For impressive exe size reduction techniques, you may want to look at .kkrieger. It is a 3D first person shooter, 96 kilobytes total. The game has a large and detailed level, supports shaders, real-time shadows, etc. I.e. comparable with Saurbraten (see screenshots). The smallest working windows application (3d demo with music) I ever encountered was 4 kilobytes big, and used compression techniques and (probably) undocumented features (i.e. the fact that *.com executbale could unpack and launch win32 exe on windows xp)..
In most cases, size of *.exe shouldn't really bother you (I haven't seen a diskette for a few years), as long as it is reasonable (below 100 megabytes). For example of "unreasonable" file size see debug build of Qt 4 for mingw.
This resulted in removing nearly 1/3 of my lines of code and yet my exe is still 364KB.
Most likely it is caused by external libraries used by compiler, runtime checks, etc.
Also, this is an assignment operation. If you aren't using custom types for x (with copy constructor), "copy" operation is very likely to result in small number of operations - i.e. removing 1/3 of lines doesn't guarantee that your code will be 1/3 shorter.
If you want to see how much impact your modification made, you could "ask" compiler to produce asm listing for both versions of the program then compare results (manually or with diff). Or you could disasm/compare both versions of executable. BUt I'm certain that using GNU strip or removing extra libraries will have more effect than removing assignment operators.
What type is point? If it's two floats, then the compiler will implicitly do a member-by-member copy, which is the same thing you did before.
EDIT: Apparently some people in today's crowd didn't understand this answer and compensated by downvoting. So let me elaborate:
Lines of code have NO relation to the executable size. The source code tells the compiler what assembly line to create. One line of code can cause hundreds if not thousands of assembly instructions. This is particularly true in C++, where one line can cause implicit object construction, destruction, copying, etc.

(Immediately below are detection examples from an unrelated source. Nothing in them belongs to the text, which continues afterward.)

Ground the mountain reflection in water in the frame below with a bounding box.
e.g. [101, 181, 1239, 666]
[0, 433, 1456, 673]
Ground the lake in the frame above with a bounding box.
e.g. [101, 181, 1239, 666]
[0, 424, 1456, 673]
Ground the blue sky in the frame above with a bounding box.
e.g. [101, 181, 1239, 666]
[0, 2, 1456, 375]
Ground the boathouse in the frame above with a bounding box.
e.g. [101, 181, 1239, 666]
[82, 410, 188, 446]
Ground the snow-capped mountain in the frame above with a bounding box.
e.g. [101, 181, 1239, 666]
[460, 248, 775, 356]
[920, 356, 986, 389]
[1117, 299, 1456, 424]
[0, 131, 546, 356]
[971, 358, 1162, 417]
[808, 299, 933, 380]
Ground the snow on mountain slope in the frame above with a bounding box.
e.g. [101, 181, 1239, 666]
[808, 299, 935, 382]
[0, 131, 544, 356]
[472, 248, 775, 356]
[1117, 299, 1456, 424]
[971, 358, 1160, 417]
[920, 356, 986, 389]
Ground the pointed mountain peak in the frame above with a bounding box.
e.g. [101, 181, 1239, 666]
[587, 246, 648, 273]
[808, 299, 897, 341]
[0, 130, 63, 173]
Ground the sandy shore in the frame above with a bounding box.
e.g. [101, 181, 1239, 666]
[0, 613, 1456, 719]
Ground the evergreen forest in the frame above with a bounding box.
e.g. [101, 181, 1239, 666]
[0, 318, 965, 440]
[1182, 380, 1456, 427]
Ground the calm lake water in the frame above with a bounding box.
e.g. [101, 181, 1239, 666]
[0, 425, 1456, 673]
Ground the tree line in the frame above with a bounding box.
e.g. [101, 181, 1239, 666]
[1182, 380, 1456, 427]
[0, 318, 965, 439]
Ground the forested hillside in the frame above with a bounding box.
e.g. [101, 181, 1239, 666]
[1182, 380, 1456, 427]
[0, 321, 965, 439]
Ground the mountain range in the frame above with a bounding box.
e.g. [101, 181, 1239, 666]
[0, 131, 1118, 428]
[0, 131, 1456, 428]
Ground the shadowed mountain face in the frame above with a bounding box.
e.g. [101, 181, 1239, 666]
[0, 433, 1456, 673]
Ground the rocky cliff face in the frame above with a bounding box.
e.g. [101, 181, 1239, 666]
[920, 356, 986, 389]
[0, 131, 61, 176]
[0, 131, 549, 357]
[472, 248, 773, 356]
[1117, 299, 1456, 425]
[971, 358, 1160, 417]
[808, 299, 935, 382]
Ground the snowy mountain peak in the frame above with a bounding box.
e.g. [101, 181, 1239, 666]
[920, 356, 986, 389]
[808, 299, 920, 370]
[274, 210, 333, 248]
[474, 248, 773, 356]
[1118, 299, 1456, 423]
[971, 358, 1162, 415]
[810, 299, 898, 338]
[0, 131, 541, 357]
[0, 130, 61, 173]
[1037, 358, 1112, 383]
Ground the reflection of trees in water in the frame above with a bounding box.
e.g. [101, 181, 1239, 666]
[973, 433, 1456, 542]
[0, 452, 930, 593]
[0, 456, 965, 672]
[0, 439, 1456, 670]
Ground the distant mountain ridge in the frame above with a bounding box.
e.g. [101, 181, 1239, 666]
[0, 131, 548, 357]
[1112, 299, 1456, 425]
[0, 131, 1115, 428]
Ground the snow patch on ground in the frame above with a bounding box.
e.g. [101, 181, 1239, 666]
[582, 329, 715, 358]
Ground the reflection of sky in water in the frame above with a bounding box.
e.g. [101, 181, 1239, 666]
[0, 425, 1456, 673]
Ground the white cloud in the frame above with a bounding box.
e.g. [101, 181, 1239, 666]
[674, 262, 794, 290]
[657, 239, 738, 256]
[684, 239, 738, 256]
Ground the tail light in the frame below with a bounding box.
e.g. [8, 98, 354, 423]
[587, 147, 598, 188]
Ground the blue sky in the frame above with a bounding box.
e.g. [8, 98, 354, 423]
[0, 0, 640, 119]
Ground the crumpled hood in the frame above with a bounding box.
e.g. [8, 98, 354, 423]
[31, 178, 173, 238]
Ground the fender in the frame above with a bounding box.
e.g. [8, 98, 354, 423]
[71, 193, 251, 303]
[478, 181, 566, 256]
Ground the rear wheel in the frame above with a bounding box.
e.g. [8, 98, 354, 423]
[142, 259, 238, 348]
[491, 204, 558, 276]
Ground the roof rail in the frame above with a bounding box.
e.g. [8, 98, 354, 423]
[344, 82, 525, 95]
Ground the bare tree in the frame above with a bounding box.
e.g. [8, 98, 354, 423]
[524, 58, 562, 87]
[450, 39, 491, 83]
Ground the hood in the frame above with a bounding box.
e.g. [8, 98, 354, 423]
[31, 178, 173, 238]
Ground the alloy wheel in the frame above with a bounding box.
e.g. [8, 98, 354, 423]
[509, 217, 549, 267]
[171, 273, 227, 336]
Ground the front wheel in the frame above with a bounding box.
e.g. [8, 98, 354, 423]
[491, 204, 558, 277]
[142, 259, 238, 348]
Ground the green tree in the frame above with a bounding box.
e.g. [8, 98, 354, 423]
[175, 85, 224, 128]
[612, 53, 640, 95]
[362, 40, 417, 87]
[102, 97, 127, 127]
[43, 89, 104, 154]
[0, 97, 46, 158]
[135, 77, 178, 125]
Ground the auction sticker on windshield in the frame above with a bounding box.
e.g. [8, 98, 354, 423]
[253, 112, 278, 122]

In this particular case, I suppose that "point" is a class with two floats, so using the assignment operator will perform a member-by-member copy, i.e. it takes every member individually and copies it. Which is exactly the same thing he did before, except that now it's done implicitly. The resulting assembly (and thus executable size) is the same.
Executables are most often sized in 'pages' rather than discrete bytes.
I think this a good example why one shouldn't worry too much about code being too verbose if you have a good optimizing compiler. Instead always code clearly so that fellow programmers can read your code and leave the optimization to the compiler.
Some links to look into
http://www2.research.att.com/~bs/bs_faq.html#Hello-world
GCC C++ "Hello World" program -> .exe is 500kb big when compiled on Windows. How can I reduce its size?
http://www.catch22.net/tuts/minexe
As for Windows, lots of compiler options in VC++ may be activated like RTTI, exception handling, buffer checking, etc. that may add more behind the scenes to the overall size.
When you compile a c or c++ program into an executable, the compiler translates your code into machine code, and applying optimizations as it sees fit.
But simply, more code = more machine code to generate = more size to the executable.
Also, check if you have lot of static/global objects. This substantially increase your exe size if they are not zero initialized.
For example:
int temp[100] = {0};
int main()
{
}
size of the above program is 9140 bytes on my linux machine.
if I initialize temp array to 5, then the size will shoot up by around 400 bytes. The size of the below program on my linux machine is 9588.
int temp[100] = {5};
int main()
{
}
This is because, zero initialized global objects go into .bss segment, which ill be initialized at once during program startup. Where as non zero initialized objects contents will be embedded in the exe itself.